If anyone stumbles across my blog and has an opinion, I'm anxious to know:
- How do you set goals for your lessons, and in what way to you present them to your students?
- Do you think your students see games as useful and not just for fun?
- How would you set up a 1 or 2 hour, once a week lesson to make it meaningful and not just "fun" for kids?
My comments are below...
4 comments:
What age groups do you teach? I teach University level and I have no idea how to keep it fun and interesting for them.
Hey, Angela...
There are a couple of comments of yours that I'd like to respond to, but I might send you an e-mail, if that's okay. Anyway, I teach all ages...my youngest was 3 and my oldest were retired. I have small groups of kids, teenagers, business classes, private lessons, adult conversation groups, and I *used* to have the BTS, which is like a 2-year degree after the BAC, I suppose. My most difficult one was the BTS, which are about the same age as your group. I would love to hear from other people who can handle this age group because the majority of people I have talked with have burned themselves right out. I don't know if I can go back to them because I feel like I get sucked dry. Let me calm down a little after today and I'll see what I can drag out about uni teaching.
Yes, I was going to send you an email with my questions but couldn't find your email address the day I wrote them. Sorry!
My students seem to respond to (not get excited) to anything having to do with American pop culture. The only lesson I had complete success with was one about the development of MTV. They really enjoyed that one, but I think it was more because I knew a lot about it.
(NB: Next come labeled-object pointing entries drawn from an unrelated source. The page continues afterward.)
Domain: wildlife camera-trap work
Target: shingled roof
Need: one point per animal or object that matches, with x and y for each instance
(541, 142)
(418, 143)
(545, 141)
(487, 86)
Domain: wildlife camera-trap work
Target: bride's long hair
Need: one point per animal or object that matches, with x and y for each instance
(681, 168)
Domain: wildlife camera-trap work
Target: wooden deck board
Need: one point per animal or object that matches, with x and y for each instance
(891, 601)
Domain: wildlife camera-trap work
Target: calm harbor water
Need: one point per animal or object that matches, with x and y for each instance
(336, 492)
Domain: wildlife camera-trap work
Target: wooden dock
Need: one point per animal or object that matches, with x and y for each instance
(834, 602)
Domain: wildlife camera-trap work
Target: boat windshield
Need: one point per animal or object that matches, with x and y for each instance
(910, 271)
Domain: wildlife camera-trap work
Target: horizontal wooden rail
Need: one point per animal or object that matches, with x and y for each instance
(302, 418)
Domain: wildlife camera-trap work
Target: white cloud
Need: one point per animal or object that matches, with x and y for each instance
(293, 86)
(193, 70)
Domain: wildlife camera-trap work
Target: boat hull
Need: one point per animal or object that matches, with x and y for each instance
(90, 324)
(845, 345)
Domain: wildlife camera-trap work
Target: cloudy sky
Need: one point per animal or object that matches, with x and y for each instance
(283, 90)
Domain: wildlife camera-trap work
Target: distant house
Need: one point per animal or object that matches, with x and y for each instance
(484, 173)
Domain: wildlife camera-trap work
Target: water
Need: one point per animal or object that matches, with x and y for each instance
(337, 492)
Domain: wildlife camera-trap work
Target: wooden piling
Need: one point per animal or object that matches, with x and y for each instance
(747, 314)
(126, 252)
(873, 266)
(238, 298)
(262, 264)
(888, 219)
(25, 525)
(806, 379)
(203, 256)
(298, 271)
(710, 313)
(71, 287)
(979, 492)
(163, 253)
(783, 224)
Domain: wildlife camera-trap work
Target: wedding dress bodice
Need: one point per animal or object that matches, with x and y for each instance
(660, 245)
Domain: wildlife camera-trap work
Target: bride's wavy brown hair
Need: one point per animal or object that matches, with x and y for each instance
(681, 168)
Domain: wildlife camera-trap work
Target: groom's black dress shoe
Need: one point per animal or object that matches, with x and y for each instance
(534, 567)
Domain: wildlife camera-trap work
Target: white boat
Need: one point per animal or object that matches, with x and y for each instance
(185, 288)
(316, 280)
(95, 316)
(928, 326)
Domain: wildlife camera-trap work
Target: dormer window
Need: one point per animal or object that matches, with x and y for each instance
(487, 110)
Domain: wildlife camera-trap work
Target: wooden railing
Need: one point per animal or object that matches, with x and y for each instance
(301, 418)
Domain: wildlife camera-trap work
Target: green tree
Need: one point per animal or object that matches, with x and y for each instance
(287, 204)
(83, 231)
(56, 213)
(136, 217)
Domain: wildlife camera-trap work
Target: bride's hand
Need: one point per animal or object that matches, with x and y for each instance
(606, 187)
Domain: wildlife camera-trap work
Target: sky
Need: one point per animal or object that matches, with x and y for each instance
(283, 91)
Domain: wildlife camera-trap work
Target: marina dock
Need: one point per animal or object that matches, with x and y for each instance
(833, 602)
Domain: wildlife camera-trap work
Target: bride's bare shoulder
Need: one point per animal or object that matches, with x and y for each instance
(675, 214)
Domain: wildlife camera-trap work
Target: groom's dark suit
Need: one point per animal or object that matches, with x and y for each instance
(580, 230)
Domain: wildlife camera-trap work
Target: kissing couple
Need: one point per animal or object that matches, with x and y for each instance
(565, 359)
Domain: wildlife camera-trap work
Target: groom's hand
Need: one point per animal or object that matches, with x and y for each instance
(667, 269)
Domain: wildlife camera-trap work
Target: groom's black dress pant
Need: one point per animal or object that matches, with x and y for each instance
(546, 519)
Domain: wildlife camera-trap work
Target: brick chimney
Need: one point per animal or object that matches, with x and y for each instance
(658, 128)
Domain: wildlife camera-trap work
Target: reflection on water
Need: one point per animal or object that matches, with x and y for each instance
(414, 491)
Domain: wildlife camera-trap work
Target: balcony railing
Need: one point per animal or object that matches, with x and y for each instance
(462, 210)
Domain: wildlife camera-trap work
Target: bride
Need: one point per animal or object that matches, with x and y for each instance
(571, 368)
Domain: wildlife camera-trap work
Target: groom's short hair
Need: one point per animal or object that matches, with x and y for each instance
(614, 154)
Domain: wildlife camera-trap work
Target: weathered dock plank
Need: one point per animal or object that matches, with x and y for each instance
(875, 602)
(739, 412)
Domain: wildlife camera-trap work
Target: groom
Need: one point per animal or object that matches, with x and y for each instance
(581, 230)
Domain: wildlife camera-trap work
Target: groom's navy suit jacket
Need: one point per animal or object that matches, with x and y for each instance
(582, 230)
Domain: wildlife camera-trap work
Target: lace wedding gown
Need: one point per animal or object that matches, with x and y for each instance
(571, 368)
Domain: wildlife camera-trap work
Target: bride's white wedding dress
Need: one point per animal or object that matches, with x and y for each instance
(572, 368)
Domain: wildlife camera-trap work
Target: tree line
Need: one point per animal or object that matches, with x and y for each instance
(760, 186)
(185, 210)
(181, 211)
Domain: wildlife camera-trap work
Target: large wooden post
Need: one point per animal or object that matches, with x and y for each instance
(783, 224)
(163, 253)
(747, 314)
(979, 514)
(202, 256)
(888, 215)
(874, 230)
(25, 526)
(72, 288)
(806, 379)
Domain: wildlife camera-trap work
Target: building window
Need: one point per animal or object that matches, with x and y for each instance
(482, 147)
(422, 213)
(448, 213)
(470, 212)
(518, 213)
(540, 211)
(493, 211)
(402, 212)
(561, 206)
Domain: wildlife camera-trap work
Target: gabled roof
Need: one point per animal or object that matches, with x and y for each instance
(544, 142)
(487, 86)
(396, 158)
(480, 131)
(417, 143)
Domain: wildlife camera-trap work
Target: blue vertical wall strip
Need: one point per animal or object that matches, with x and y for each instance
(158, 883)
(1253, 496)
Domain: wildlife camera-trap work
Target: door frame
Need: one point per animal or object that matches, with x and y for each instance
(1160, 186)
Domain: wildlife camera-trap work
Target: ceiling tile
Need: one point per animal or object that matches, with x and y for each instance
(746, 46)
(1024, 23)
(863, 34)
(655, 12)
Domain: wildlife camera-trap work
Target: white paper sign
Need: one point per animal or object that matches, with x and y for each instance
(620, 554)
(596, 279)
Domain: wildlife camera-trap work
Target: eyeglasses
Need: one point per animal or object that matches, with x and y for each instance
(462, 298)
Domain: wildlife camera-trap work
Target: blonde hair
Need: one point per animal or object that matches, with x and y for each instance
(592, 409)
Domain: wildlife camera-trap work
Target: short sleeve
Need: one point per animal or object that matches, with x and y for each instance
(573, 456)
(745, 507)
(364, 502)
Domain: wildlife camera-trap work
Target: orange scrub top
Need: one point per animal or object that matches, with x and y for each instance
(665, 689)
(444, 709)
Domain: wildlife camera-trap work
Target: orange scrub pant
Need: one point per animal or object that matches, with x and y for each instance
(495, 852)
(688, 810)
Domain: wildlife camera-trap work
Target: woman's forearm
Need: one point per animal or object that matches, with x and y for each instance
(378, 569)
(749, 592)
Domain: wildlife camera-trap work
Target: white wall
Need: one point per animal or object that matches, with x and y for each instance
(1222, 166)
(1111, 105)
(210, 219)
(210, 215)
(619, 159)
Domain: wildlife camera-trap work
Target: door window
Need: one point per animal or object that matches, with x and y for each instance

I'm so happy you've set up this blog! A great idea as so many of us expats do teach.
My feeling on games is that the French are a little suspicious of them. You need to find a balance between 'serious" lessons and games. I'm talking mainly about "students" (BTS, etc.) which is my main teaching gig. I actually prefer the "student" groups to adults and have been pretty successful with them. But it took a lot of learning the first years.
I use them more as a way to get them speaking in pairs than as a way to really teach anything. They seem to accept this better.
Anyway, I've been teaching English here for 16 years, so I'm sure I'm going to have a lot to say on your blog! I'll also set up a link to it soon on La France Profonde.